Google+
Nach oben

Etablierte und moderne Formen der Hornhauttransplantation

Die Hornhaut, ein fünfschichtiges, transparentes Gewebe, bildet die vordere Begrenzung des Auges. Sie ist quasi das durchsichtige Fenster, die Eintrittspforte in das Augeninnere. Nur durch eine klare Hornhaut können unsere Seheindrücke ungehindert auf die Netzhaut treffen und weiter verarbeitet werden. Nur mit einer klaren Hornhaut ist gutes Sehen möglich!

Verletzungen, Entzündungen, degenerative, aber auch angeborene oder vererbte Erkrankungen unterschiedlicher Art können die Transparenz und die Abbildungsqualität der Hornhaut und damit das Sehvermögen beeinträchtigen und oft dauerhaft verschlechtern.

Durch eine Hornhautverpflanzung, eine sogenannte Keratoplastik, kann die ursprüngliche Durchsichtigkeit wiederhergestellt werden.

Bei der durchgreifenden Hornhautverpflanzung, der perforierenden Keratoplastik, werden alle fünf Schichten einer Spender-Hornhaut auf den Empfänger übertragen.

Dieses OP-Verfahren wird eingesetzt bei Hornhautveränderungen, die alle Schichten beeinträchtigen, wie z.B. nach Verletzungen, Hornhautentzündungen oder bei Hornhautdystrophien.

Bei allen Verpflanzungen von fremdem Spendermaterial besteht das Risiko einer Abstoßungsreaktion. Deshalb ist nach einer Hornhauttransplantation eine längerfristige Therapie mit kortisonhaltigen Augentropfen notwendig. Wiederholte augenärztliche Kontrollen, gerade in den ersten Monaten, sind wichtig.

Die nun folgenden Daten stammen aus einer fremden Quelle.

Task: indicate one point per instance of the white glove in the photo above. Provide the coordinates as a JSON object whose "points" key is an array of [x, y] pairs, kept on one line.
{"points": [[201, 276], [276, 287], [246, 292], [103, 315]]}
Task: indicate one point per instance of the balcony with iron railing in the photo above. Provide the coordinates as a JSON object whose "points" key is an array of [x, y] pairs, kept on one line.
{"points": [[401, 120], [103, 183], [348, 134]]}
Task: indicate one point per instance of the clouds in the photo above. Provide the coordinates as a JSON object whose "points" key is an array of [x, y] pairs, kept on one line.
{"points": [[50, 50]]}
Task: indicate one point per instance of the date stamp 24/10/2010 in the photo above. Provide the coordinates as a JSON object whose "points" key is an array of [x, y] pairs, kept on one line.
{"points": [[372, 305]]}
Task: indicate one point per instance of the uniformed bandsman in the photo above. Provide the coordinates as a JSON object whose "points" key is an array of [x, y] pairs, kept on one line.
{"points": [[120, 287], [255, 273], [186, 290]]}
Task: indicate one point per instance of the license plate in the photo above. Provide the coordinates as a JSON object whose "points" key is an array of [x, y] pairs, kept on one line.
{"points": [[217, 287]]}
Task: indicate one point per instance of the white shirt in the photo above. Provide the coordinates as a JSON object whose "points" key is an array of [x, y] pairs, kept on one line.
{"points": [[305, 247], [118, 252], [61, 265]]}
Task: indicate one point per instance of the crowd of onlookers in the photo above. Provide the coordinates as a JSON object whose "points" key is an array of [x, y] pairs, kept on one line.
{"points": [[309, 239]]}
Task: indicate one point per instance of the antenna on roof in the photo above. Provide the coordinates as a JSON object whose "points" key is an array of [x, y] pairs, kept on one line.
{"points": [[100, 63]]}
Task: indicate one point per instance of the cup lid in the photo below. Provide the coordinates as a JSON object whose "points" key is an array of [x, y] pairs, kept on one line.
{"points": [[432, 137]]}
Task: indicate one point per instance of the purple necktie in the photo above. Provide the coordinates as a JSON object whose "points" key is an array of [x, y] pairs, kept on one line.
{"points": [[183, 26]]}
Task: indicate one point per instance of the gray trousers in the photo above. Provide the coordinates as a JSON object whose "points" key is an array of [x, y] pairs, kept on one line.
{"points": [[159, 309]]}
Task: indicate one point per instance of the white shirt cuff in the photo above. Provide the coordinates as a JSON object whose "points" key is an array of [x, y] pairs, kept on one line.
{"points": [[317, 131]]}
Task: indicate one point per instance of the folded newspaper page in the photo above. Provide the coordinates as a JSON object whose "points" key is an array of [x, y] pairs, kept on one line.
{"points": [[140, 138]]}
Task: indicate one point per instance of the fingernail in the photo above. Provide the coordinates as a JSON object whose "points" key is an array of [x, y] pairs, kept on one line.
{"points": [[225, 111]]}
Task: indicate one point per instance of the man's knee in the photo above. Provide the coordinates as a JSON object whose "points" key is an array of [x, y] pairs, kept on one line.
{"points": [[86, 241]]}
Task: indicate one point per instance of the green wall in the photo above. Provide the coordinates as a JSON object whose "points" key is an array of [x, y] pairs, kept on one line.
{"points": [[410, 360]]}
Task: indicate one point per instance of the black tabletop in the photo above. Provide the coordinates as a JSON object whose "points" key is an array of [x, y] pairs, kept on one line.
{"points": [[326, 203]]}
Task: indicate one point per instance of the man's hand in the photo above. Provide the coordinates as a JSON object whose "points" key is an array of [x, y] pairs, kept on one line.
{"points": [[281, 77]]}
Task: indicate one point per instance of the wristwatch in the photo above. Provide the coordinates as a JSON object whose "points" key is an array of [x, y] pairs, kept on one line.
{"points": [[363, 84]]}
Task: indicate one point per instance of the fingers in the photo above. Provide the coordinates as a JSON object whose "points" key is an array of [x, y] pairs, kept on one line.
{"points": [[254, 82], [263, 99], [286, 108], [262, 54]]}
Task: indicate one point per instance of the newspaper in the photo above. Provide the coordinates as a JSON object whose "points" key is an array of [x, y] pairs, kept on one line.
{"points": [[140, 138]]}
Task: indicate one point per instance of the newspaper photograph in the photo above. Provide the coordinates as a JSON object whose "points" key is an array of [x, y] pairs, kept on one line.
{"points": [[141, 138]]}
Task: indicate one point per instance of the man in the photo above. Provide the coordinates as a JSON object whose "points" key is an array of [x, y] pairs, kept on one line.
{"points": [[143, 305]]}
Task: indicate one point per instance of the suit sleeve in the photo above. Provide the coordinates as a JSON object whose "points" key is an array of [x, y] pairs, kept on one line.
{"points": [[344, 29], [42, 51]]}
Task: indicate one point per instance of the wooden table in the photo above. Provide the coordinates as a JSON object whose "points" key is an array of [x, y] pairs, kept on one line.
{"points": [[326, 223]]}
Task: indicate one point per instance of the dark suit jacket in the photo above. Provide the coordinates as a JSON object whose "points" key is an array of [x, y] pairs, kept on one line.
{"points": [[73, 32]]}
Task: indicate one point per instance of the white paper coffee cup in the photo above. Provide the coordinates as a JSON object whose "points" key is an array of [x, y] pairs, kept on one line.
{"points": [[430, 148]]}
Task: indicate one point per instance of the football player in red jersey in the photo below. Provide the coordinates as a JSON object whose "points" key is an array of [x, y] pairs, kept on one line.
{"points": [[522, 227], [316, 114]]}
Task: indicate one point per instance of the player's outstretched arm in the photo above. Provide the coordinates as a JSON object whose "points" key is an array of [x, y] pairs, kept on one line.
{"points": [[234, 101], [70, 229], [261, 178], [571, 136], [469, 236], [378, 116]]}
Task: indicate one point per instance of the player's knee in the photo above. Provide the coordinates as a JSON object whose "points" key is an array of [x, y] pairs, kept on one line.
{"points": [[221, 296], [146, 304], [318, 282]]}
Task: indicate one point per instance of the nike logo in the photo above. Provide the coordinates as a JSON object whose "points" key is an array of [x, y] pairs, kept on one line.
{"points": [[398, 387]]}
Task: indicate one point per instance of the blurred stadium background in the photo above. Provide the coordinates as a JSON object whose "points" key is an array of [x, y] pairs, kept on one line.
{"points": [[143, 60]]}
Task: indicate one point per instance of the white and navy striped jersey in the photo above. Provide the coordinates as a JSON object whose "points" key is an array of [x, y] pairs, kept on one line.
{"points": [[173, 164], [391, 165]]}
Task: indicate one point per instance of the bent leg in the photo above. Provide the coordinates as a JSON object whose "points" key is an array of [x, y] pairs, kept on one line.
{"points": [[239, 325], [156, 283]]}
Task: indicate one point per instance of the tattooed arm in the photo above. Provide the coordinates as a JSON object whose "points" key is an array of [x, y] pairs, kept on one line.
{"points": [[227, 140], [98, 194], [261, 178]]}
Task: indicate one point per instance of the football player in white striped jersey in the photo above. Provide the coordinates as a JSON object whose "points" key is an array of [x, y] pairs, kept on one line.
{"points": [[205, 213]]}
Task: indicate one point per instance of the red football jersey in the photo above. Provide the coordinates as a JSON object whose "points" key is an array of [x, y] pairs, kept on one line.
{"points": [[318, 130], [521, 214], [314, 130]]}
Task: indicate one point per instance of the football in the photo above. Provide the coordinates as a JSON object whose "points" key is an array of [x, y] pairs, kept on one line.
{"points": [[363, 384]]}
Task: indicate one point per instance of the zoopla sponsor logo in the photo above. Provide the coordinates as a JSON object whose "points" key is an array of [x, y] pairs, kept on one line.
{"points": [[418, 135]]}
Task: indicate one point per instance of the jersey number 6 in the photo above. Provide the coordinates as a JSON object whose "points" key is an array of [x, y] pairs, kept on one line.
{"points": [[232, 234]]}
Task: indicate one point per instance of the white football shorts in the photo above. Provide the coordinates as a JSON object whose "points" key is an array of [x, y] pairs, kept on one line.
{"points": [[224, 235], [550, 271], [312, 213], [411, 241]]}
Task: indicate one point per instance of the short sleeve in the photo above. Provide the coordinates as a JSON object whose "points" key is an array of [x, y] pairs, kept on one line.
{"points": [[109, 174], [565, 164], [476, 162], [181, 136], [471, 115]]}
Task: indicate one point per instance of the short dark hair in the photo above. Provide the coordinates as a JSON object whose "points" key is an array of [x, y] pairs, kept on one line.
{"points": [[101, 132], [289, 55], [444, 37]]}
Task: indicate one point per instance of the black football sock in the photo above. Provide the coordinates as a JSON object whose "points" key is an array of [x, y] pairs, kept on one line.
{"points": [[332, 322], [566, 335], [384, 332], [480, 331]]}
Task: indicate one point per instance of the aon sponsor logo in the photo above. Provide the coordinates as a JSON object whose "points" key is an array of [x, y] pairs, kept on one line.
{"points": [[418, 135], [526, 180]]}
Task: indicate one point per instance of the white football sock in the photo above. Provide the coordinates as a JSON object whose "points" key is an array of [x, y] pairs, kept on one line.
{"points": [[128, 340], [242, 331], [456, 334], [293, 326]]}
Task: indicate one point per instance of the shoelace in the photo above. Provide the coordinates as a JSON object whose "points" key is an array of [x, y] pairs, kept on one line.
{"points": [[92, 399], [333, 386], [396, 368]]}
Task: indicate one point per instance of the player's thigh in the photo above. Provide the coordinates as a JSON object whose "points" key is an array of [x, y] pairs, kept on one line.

In den letzten 8 bis 10 Jahren haben bei bestimmten Erkrankungen lamelläre Operationstechniken zunehmend an Bedeutung gewonnen. Das bedeutet, dass nicht mehr alle Hornhautschichten verpflanzt werden müssen, sondern nur die erkrankten Schichten.

Frau Dr. Amm führt in Dillingen sowohl die Technik der durchgreifenden Keratoplastik (typisiert und untypisiert) als auch die lamellären Verfahren (DALK und DMEK) durch. Es besteht eine langjährige enge Zusammenarbeit mit der Deutschen Gesellschaft für Gewebetransplantation (DGFG), die hochwertiges Spendermaterial zur Verfügung stellen kann.

Man unterscheidet vordere und hintere lamelläre Techniken:

Deep anterior lamellär keratoplasty (DALK)

Tiefe vordere lamelläre Keratoplastik. Diese Technik ist geeignet für krankhafte Veränderungen der Hornhaut im vorderen Anteil.

Descemet Membran Endothel Keratoplastik (DMEK)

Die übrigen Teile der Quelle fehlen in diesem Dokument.